Sur les frais liés au litige :


Aux termes de l’article L. 761-1 du code de justice administrative : « Dans toutes les instances, le juge condamne la partie tenue aux dépens ou, à défaut, la partie perdante, à payer à l’autre partie la somme qu’il détermine, au titre des frais exposés et non compris dans les dépens. Les parties peuvent produire les justificatifs des sommes qu’elles demandent et le juge tient compte de l’équité ou de la situation économique de la partie condamnée. Il peut, même d’office, pour des raisons tirées des mêmes considérations, dire qu’il n’y a pas lieu à cette condamnation ».


Dans les circonstances de l’espèce, et sur le fondement des dispositions précitées de l’article L. 761-1 du code de justice administrative, il y a lieu de mettre à la charge du département intimé une somme de 2 000 euros à verser à Mme A....

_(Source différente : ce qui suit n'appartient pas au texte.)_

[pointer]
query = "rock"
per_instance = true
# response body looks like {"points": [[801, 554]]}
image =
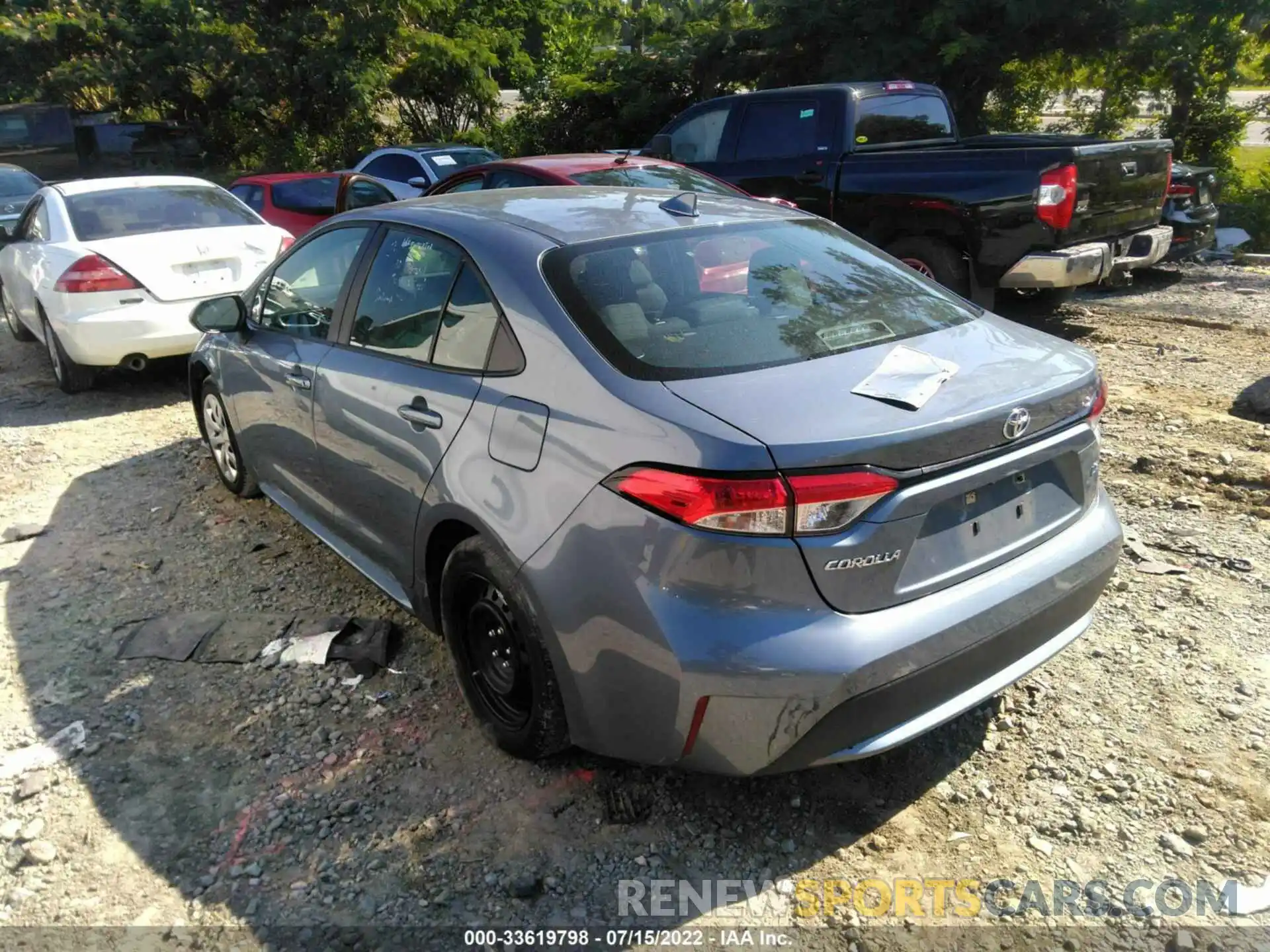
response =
{"points": [[1195, 834], [1040, 846], [524, 887], [33, 783], [1176, 844], [40, 851]]}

En revanche, ces mêmes dispositions font obstacle à ce que la somme demandée à ce titre par le département des Alpes-de-Haute-Provence soit mise à la charge de Mme A..., qui n’est pas la partie perdante dans la présente instance.



D É C I D E :


Article 1er : Le jugement n° 2207212 du tribunal administratif de Marseille du 22 mai 2025 et les décisions de la présidente du conseil départemental des Alpes-de-Haute-Provence des 7 et 12 juillet 2022 sont annulés.


Article 2 : Il est enjoint à la présidente du conseil départemental des Alpes-de-Haute-Provence, sous réserve de l’absence de changement dans les circonstances de droit et de fait, de procéder à la réintégration de Mme A... en qualité d’assistante familiale, à la date à laquelle elle a été licenciée, et de reconstituer en conséquence sa carrière, dans un délai de deux mois à compter de la notification du présent arrêt.


Article 3 : Le département des Alpes-de-Haute-Provence versera à Mme A... une somme de 2 000 euros au titre des dispositions de l’article L. 761-1 du code de justice administrative.



Article 4 : Le surplus des conclusions des parties est rejeté.

Article 5 : Le présent arrêt sera notifié à Mme B... A... et au département des Alpes-de-Haute-Provence.

Délibéré après l’audience du 17 mars 2026, où siégeaient :

- Mme Karine Jorda-Lecroq, présidente,
- M. Michaël Revert, président assesseur,
- M. Laurent Lombart, premier conseiller.

Rendu public par mise à disposition au greffe le 31 mars 2026.